À l’approche de Noël, transformez le traditionnel achat de votre sapin en acte écoresponsable ! UP le mag vous dévoile 5 conseils indispensables pour choisir le modèle le plus respectueux de l’environnement.

Chaque année, plus de 6 millions d’arbres de Noël sont vendus en France. Artificiel, naturel, épicéa, Nordmann, en pot, en motte, au supermarché, chez le fleuriste… Une multitude de possibilité s’offre à vous au moment d’acheter votre sapin. Pour bien choisir, voici 5 règles incontournables.
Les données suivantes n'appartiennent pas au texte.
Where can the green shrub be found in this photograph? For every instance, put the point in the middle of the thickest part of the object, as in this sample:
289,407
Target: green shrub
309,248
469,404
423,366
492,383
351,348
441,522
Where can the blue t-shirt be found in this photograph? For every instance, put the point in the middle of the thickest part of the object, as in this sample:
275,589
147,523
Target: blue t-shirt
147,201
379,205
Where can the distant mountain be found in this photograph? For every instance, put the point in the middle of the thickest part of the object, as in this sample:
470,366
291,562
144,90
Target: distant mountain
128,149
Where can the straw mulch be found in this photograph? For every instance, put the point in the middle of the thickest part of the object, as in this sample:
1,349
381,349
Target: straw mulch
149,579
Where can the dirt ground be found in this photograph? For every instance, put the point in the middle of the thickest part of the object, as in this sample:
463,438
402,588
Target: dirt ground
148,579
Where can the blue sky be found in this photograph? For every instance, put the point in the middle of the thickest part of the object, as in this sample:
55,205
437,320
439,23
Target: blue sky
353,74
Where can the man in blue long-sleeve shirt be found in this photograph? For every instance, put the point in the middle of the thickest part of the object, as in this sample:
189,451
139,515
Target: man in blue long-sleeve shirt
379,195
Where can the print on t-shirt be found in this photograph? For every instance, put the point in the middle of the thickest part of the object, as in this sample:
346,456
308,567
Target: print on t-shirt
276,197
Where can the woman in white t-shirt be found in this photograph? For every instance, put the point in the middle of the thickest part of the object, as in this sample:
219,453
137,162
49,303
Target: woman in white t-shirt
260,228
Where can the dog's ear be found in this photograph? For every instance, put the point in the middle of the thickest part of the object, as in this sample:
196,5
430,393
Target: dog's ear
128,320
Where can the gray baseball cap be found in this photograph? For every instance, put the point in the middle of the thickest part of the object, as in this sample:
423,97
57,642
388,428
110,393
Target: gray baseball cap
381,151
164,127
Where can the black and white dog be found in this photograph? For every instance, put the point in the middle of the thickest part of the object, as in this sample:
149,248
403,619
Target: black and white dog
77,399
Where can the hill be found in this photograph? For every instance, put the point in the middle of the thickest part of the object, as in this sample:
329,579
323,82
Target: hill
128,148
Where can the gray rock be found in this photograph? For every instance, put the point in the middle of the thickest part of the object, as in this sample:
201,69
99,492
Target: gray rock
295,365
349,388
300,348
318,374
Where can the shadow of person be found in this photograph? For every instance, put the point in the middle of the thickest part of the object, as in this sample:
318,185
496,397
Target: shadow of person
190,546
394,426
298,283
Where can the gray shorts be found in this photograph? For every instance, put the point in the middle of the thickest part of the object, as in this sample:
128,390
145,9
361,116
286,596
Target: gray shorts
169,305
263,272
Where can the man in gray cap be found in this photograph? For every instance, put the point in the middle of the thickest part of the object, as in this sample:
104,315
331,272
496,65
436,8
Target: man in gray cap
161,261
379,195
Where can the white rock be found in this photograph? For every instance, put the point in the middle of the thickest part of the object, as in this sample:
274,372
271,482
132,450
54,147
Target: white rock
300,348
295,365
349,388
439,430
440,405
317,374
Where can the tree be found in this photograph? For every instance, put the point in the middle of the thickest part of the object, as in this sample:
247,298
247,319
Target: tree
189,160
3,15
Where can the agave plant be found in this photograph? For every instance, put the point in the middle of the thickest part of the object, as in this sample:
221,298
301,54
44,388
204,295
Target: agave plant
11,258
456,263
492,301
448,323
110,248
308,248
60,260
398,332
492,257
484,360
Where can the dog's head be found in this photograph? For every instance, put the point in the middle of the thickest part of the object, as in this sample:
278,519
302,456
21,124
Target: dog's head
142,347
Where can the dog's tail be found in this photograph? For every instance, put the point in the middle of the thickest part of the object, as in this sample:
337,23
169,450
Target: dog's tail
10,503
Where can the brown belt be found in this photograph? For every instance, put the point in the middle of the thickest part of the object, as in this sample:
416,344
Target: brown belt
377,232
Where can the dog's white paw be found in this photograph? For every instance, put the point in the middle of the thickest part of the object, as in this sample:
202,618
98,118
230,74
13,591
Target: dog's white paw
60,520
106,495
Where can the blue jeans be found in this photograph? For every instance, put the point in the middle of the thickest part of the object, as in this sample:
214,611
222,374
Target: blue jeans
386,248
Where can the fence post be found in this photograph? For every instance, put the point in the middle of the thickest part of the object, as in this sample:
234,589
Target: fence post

1. On fonce sur le naturel

Bien qu’il soit réutilisable, le sapin artificiel n’est pas idéal car il est fabriqué à partir de ressources polluantes, plastique et aluminium en tête. Le produit n’est pas non plus recyclable. Le plus souvent, il est aussi fabriqué en Asie, ce qui induit des émissions de gaz à effet de serre durant le transport. À l’arrivée, d’après une étude Ellipsos, le verdict est sans appel : le sapin artificiel est à bannir ! « Il faudrait garder son sapin artificiel pendant plus de 20 ans pour que son empreinte écologique soit au même niveau que celui du sapin naturel », affirme Vincent Houis, animateur de l’Association française du sapin de Noël naturel. Et les gens sont loin de le garder 20 ans, selon l’étude, ils ne le conserveraient que 3 ans en moyenne. Pas terrible…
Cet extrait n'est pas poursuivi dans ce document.